In an interview with the New York Times, Ubisoft executive Chris Early said that Steam's business model is totally unrealistic at the moment. Early said that it does not reflect where the world is today in terms of games distribution.
Chris Early, Ubisoft executive who is the vice president for partnerships and revenue at the Assassin's Creed company has shared his thoughts on Valve's business model and their game distribution platform Steam.
In an interview with The New York Times, Early said that as it stands at the moment, the company's business model is just not working for Ubisoft."It's unrealistic, the current business model they have. It doesn't reflect where the world is today in terms of game distribution," Early claims.
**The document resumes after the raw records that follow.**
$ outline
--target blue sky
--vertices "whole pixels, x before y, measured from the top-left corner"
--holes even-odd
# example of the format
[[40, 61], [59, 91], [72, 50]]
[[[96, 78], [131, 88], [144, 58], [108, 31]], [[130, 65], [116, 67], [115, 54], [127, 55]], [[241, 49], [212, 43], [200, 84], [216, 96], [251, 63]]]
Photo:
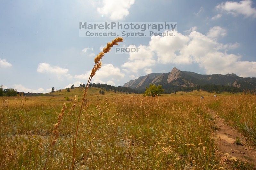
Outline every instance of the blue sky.
[[175, 38], [124, 37], [120, 46], [139, 47], [141, 52], [106, 54], [93, 82], [121, 85], [175, 66], [256, 77], [256, 2], [72, 1], [1, 1], [0, 84], [45, 92], [85, 83], [95, 55], [114, 37], [79, 37], [80, 22], [177, 23]]

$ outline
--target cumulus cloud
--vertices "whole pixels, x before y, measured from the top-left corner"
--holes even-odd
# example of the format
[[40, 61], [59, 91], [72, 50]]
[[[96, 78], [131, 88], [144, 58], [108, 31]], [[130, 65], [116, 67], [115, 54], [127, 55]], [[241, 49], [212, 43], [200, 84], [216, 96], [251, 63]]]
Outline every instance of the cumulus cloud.
[[219, 19], [219, 18], [221, 18], [221, 17], [222, 16], [222, 14], [217, 14], [216, 15], [212, 17], [211, 18], [211, 19], [213, 20], [215, 20], [217, 19]]
[[196, 26], [194, 26], [194, 27], [192, 27], [189, 29], [187, 30], [186, 30], [184, 31], [184, 32], [187, 34], [189, 34], [191, 32], [192, 32], [192, 31], [195, 31], [196, 30], [196, 29], [197, 29], [197, 27], [196, 27]]
[[239, 2], [227, 1], [218, 4], [216, 9], [223, 12], [230, 14], [234, 16], [242, 15], [246, 17], [256, 18], [256, 8], [252, 8], [252, 1], [244, 0]]
[[63, 68], [58, 66], [51, 66], [49, 64], [45, 63], [39, 63], [37, 71], [40, 73], [56, 74], [59, 78], [61, 78], [62, 76], [64, 76], [68, 78], [72, 77], [71, 75], [68, 73], [68, 69]]
[[12, 66], [12, 64], [7, 62], [5, 59], [0, 58], [0, 67], [8, 67]]
[[24, 87], [21, 84], [14, 84], [13, 85], [13, 88], [16, 89], [18, 91], [22, 92], [30, 92], [31, 93], [45, 93], [50, 92], [52, 90], [51, 89], [47, 89], [45, 90], [42, 88], [39, 88], [37, 89], [32, 89]]
[[149, 42], [149, 48], [156, 53], [158, 56], [157, 62], [166, 64], [189, 64], [191, 62], [189, 56], [184, 56], [180, 57], [179, 50], [184, 48], [189, 41], [187, 36], [174, 32], [175, 36], [153, 36]]
[[[131, 45], [128, 47], [134, 48], [136, 47]], [[134, 73], [136, 73], [140, 69], [153, 66], [156, 63], [151, 49], [148, 47], [142, 45], [138, 47], [139, 48], [138, 52], [130, 53], [128, 61], [122, 65], [122, 67], [126, 68]]]
[[207, 34], [210, 38], [216, 38], [227, 35], [227, 30], [219, 26], [215, 26], [210, 29]]
[[[90, 76], [90, 71], [84, 74], [77, 75], [75, 78], [79, 80], [87, 80]], [[97, 71], [92, 81], [96, 83], [107, 83], [115, 84], [114, 81], [119, 81], [124, 77], [125, 74], [121, 72], [120, 69], [111, 64], [104, 64]], [[79, 83], [80, 84], [80, 83]]]
[[102, 0], [103, 6], [98, 8], [100, 14], [107, 15], [112, 20], [123, 19], [129, 14], [128, 10], [134, 3], [135, 0]]
[[[211, 28], [206, 35], [196, 31], [187, 35], [175, 32], [175, 37], [152, 36], [149, 45], [143, 46], [150, 52], [146, 56], [149, 55], [153, 60], [152, 55], [155, 54], [158, 62], [162, 64], [197, 63], [207, 74], [235, 73], [244, 77], [255, 76], [256, 70], [252, 71], [252, 67], [256, 68], [256, 62], [243, 61], [242, 56], [229, 53], [229, 50], [237, 48], [239, 44], [224, 44], [218, 42], [216, 37], [226, 34], [226, 30], [218, 27]], [[133, 65], [136, 58], [132, 57], [130, 54], [128, 62], [131, 64], [128, 68], [133, 71], [141, 67]]]

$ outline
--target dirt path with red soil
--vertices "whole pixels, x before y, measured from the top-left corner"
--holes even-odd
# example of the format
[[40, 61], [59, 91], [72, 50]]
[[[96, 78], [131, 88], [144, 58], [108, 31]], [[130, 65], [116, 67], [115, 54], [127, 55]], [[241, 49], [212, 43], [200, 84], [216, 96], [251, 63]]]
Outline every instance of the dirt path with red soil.
[[[228, 125], [218, 115], [216, 115], [215, 112], [211, 111], [210, 112], [215, 118], [217, 128], [214, 133], [220, 153], [229, 153], [228, 158], [235, 157], [248, 163], [254, 164], [254, 169], [256, 169], [256, 150], [254, 147], [246, 146], [246, 143], [249, 143], [243, 135]], [[234, 143], [237, 137], [239, 138], [243, 145], [237, 145]], [[227, 156], [222, 155], [222, 161], [227, 160]]]

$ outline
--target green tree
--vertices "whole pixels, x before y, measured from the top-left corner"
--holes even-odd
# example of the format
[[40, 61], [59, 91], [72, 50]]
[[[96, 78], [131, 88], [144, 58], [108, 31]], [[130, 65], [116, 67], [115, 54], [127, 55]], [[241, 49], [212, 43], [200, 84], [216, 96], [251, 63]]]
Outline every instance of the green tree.
[[0, 86], [0, 96], [4, 96], [4, 90], [3, 90], [3, 85]]
[[145, 96], [152, 96], [153, 97], [156, 96], [159, 96], [164, 91], [164, 89], [162, 88], [162, 85], [159, 84], [156, 86], [155, 84], [149, 84], [149, 86], [146, 88], [146, 90], [144, 92]]

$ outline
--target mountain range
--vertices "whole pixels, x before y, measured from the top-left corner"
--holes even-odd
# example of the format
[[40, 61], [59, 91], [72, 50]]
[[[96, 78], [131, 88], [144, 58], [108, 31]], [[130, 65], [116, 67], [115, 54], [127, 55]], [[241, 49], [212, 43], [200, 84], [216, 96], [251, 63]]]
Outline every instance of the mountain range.
[[151, 73], [131, 80], [122, 86], [144, 90], [150, 83], [161, 84], [164, 88], [171, 87], [196, 87], [198, 85], [216, 84], [233, 86], [242, 89], [256, 89], [256, 78], [244, 78], [235, 74], [200, 74], [181, 71], [174, 67], [167, 73]]

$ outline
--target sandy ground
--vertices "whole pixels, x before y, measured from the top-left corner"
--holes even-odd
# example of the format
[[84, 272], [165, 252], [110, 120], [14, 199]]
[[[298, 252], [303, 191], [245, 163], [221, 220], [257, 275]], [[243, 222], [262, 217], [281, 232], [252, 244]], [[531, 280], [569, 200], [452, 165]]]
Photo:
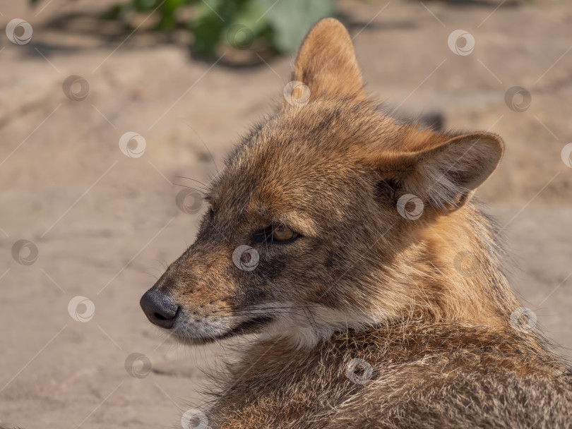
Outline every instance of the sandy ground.
[[[199, 214], [175, 204], [177, 185], [193, 182], [179, 176], [208, 180], [206, 147], [220, 165], [289, 80], [286, 58], [211, 68], [189, 56], [184, 35], [169, 44], [140, 30], [126, 40], [129, 31], [90, 18], [95, 4], [0, 2], [1, 28], [16, 18], [33, 27], [27, 44], [0, 35], [0, 425], [8, 428], [179, 428], [201, 406], [199, 368], [224, 350], [174, 344], [139, 298], [193, 240]], [[514, 289], [570, 356], [572, 169], [561, 151], [572, 139], [572, 5], [497, 6], [341, 3], [371, 93], [505, 138], [504, 162], [479, 195], [507, 236]], [[448, 47], [457, 29], [475, 37], [470, 55]], [[85, 99], [64, 93], [72, 75], [88, 83]], [[532, 97], [524, 111], [505, 101], [516, 85]], [[145, 139], [140, 157], [119, 150], [129, 131]], [[34, 263], [13, 257], [21, 239], [37, 250]], [[68, 311], [76, 296], [95, 306], [85, 322]], [[139, 361], [131, 372], [140, 377], [129, 373], [133, 353], [150, 372]]]

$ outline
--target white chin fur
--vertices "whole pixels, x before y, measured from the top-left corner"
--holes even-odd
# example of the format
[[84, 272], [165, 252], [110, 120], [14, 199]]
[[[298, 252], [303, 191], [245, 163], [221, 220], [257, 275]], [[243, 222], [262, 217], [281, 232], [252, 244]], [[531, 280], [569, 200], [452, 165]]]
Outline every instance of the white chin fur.
[[[285, 338], [297, 349], [311, 349], [335, 332], [363, 329], [375, 322], [363, 314], [309, 303], [305, 306], [295, 303], [272, 303], [265, 306], [272, 308], [266, 314], [271, 314], [275, 321], [265, 328], [262, 338]], [[265, 314], [264, 308], [257, 308], [255, 313]]]

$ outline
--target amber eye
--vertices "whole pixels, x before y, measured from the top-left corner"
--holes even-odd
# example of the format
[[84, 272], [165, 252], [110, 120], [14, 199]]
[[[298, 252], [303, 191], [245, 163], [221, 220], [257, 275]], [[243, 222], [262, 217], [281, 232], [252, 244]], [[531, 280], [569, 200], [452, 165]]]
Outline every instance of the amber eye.
[[272, 229], [272, 239], [275, 241], [292, 240], [297, 236], [297, 234], [284, 225], [277, 225]]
It is not exactly clear what part of Steam's business model is Early mentioning here, but the report on The New York Times is all about Fortnite creators Epic Games, so it safe to assume that Early is comparing the two platforms and their revenue split.
As you may know, over the years Ubisoft launched many of their games on Steam including some of the heavy hitters like Assassin's Creed Odyssey and Tom Clancy's The Division. However, the company decided against launching new games on Steam due to Valve's revenue split.
"For years, Ubisoft released blockbuster titles like Assassin’s Creed and Splinter Cell on Steam. But it decided not to sell the sequel to its hit game Tom Clancy’s The Division on the platform because Valve would not modify its revenue-sharing model," Early explained.
As you may know, Tom Clancy's The Division 2 ditched Steam and launched only on Ubisoft's Uplay store and Epic Games Store, which secured some big titles with their aggressive and ambitious strategy.
Back when Ubisoft and Epic Games announced their partnership, Ubisoft said that the deal doesn't mean that they will never release another game on Steam. However, the latest comments from the company's executive certainly won't sound encouraging to Steam and their users.